In then retrieved the tid (or “term ID”) value:

select LAST_INSERT_ID() as tid

and noted this for later use should I need to identify the ID of this category should it be a parent to a child encountered later.  I then also inserted a record into the term_hierarchy table, using a value of either 0 (zero) for categories with no parent, or the tid value for the parent, noted earlier, for this with a parent:

INSERT into drupal.term_hierarchy (tid,parent) values ($tid,$parent)

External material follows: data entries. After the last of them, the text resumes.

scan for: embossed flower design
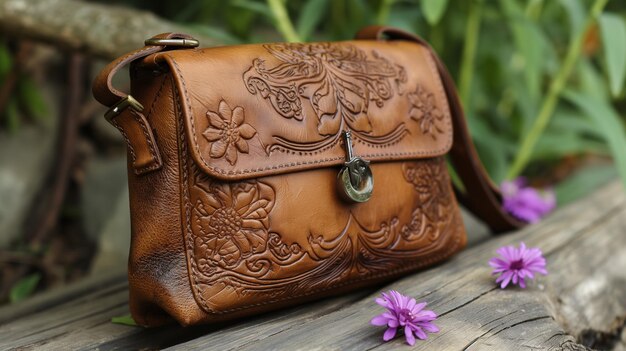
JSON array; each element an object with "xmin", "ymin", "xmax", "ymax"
[
  {"xmin": 408, "ymin": 85, "xmax": 443, "ymax": 139},
  {"xmin": 194, "ymin": 182, "xmax": 275, "ymax": 272},
  {"xmin": 202, "ymin": 100, "xmax": 256, "ymax": 165}
]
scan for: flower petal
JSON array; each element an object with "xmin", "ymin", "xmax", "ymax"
[
  {"xmin": 237, "ymin": 123, "xmax": 256, "ymax": 139},
  {"xmin": 218, "ymin": 100, "xmax": 233, "ymax": 122},
  {"xmin": 370, "ymin": 314, "xmax": 389, "ymax": 326},
  {"xmin": 383, "ymin": 328, "xmax": 398, "ymax": 341},
  {"xmin": 206, "ymin": 111, "xmax": 224, "ymax": 129},
  {"xmin": 413, "ymin": 327, "xmax": 428, "ymax": 340},
  {"xmin": 232, "ymin": 106, "xmax": 244, "ymax": 126},
  {"xmin": 235, "ymin": 138, "xmax": 250, "ymax": 154},
  {"xmin": 226, "ymin": 146, "xmax": 237, "ymax": 165},
  {"xmin": 404, "ymin": 327, "xmax": 415, "ymax": 346},
  {"xmin": 202, "ymin": 127, "xmax": 222, "ymax": 141},
  {"xmin": 420, "ymin": 322, "xmax": 439, "ymax": 333}
]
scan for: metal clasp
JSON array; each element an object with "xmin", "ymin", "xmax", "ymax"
[
  {"xmin": 337, "ymin": 131, "xmax": 374, "ymax": 202},
  {"xmin": 144, "ymin": 38, "xmax": 200, "ymax": 48},
  {"xmin": 104, "ymin": 95, "xmax": 143, "ymax": 121}
]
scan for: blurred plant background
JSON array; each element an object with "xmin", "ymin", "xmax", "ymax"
[{"xmin": 0, "ymin": 0, "xmax": 626, "ymax": 302}]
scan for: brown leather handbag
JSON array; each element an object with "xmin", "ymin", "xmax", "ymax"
[{"xmin": 94, "ymin": 27, "xmax": 521, "ymax": 326}]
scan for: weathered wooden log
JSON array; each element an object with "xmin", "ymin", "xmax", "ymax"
[
  {"xmin": 0, "ymin": 183, "xmax": 626, "ymax": 350},
  {"xmin": 0, "ymin": 0, "xmax": 220, "ymax": 59}
]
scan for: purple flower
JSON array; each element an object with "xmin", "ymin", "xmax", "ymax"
[
  {"xmin": 370, "ymin": 290, "xmax": 439, "ymax": 346},
  {"xmin": 500, "ymin": 177, "xmax": 556, "ymax": 223},
  {"xmin": 489, "ymin": 243, "xmax": 548, "ymax": 289}
]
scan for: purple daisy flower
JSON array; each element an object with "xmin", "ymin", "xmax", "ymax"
[
  {"xmin": 500, "ymin": 177, "xmax": 556, "ymax": 223},
  {"xmin": 489, "ymin": 243, "xmax": 548, "ymax": 289},
  {"xmin": 370, "ymin": 290, "xmax": 439, "ymax": 346}
]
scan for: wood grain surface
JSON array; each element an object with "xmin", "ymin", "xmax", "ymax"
[{"xmin": 0, "ymin": 183, "xmax": 626, "ymax": 350}]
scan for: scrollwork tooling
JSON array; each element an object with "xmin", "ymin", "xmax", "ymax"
[
  {"xmin": 243, "ymin": 43, "xmax": 407, "ymax": 152},
  {"xmin": 185, "ymin": 158, "xmax": 454, "ymax": 296}
]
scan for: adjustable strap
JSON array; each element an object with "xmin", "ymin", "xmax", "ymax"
[
  {"xmin": 92, "ymin": 33, "xmax": 198, "ymax": 175},
  {"xmin": 356, "ymin": 26, "xmax": 524, "ymax": 233}
]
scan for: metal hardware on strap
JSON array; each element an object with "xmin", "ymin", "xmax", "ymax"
[
  {"xmin": 104, "ymin": 95, "xmax": 143, "ymax": 121},
  {"xmin": 144, "ymin": 38, "xmax": 200, "ymax": 48},
  {"xmin": 337, "ymin": 131, "xmax": 374, "ymax": 202}
]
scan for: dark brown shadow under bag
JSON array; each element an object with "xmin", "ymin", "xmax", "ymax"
[{"xmin": 94, "ymin": 27, "xmax": 521, "ymax": 326}]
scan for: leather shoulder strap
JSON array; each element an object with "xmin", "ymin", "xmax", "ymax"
[
  {"xmin": 92, "ymin": 33, "xmax": 191, "ymax": 175},
  {"xmin": 356, "ymin": 26, "xmax": 524, "ymax": 233}
]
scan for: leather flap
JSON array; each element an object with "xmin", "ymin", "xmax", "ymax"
[{"xmin": 153, "ymin": 40, "xmax": 452, "ymax": 180}]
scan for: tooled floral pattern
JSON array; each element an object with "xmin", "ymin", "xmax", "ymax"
[
  {"xmin": 192, "ymin": 174, "xmax": 301, "ymax": 275},
  {"xmin": 243, "ymin": 43, "xmax": 407, "ymax": 151},
  {"xmin": 202, "ymin": 100, "xmax": 256, "ymax": 165},
  {"xmin": 407, "ymin": 85, "xmax": 444, "ymax": 139},
  {"xmin": 185, "ymin": 159, "xmax": 457, "ymax": 302},
  {"xmin": 402, "ymin": 160, "xmax": 453, "ymax": 240}
]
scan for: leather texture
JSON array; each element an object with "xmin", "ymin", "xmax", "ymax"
[{"xmin": 89, "ymin": 28, "xmax": 515, "ymax": 326}]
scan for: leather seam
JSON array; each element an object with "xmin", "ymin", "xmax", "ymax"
[
  {"xmin": 163, "ymin": 47, "xmax": 452, "ymax": 176},
  {"xmin": 110, "ymin": 118, "xmax": 137, "ymax": 168},
  {"xmin": 174, "ymin": 84, "xmax": 216, "ymax": 313},
  {"xmin": 131, "ymin": 111, "xmax": 161, "ymax": 174},
  {"xmin": 146, "ymin": 77, "xmax": 167, "ymax": 120},
  {"xmin": 106, "ymin": 46, "xmax": 160, "ymax": 99},
  {"xmin": 176, "ymin": 84, "xmax": 462, "ymax": 315},
  {"xmin": 418, "ymin": 44, "xmax": 454, "ymax": 151}
]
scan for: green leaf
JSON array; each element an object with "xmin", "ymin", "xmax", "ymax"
[
  {"xmin": 501, "ymin": 0, "xmax": 546, "ymax": 100},
  {"xmin": 231, "ymin": 0, "xmax": 274, "ymax": 21},
  {"xmin": 9, "ymin": 273, "xmax": 41, "ymax": 303},
  {"xmin": 421, "ymin": 0, "xmax": 448, "ymax": 26},
  {"xmin": 576, "ymin": 58, "xmax": 609, "ymax": 101},
  {"xmin": 296, "ymin": 0, "xmax": 328, "ymax": 40},
  {"xmin": 564, "ymin": 90, "xmax": 626, "ymax": 191},
  {"xmin": 186, "ymin": 24, "xmax": 242, "ymax": 44},
  {"xmin": 17, "ymin": 77, "xmax": 48, "ymax": 120},
  {"xmin": 560, "ymin": 0, "xmax": 586, "ymax": 35},
  {"xmin": 554, "ymin": 165, "xmax": 617, "ymax": 206},
  {"xmin": 111, "ymin": 314, "xmax": 137, "ymax": 327},
  {"xmin": 600, "ymin": 13, "xmax": 626, "ymax": 96},
  {"xmin": 4, "ymin": 98, "xmax": 20, "ymax": 133},
  {"xmin": 531, "ymin": 131, "xmax": 609, "ymax": 160}
]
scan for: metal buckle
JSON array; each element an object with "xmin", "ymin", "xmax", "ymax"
[
  {"xmin": 104, "ymin": 95, "xmax": 143, "ymax": 121},
  {"xmin": 144, "ymin": 38, "xmax": 200, "ymax": 48}
]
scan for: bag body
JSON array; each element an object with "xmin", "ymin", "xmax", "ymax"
[{"xmin": 94, "ymin": 25, "xmax": 520, "ymax": 326}]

Put it all together and the code looks something like this:

$query = "SELECT number,name,parent from categories order by number";
$result = MYSQL_QUERY($query);
$howmanyrecords = MYSQL_NUMROWS($result);

$currentrecord = 0 ;

while ($currentrecord < $howmanyrecords) {
    $number = mysql_result($result,$currentrecord,"number");
    $name = mysql_result($result,$currentrecord,"name");
    $parent = mysql_result($result,$currentrecord,"parent");

    $query2 = "INSERT into drupal.term_data (vid,name) values (5,'" . addslashes($name) . "')";
    $result2 = MYSQL_QUERY($query2);

    $query2 = "select LAST_INSERT_ID() as tid";
    $result2 = MYSQL_QUERY($query2);
    $tid = trim(MYSQL_RESULT($result2,$currentrecord2,"tid"));

    $tids[$number] = $tid;

    if ($parent <> '') {
        $parent = $tids[$parent];
    else {
        $parent = 0;

    $query2 = "INSERT into drupal.term_hierarchy (tid,parent) values ($tid,$parent)";
    $result2 = MYSQL_QUERY($query2);

The end result was a 788-term vocabulary, with hierarchy preserved, in Drupal, ready to attach to the posts I would import next.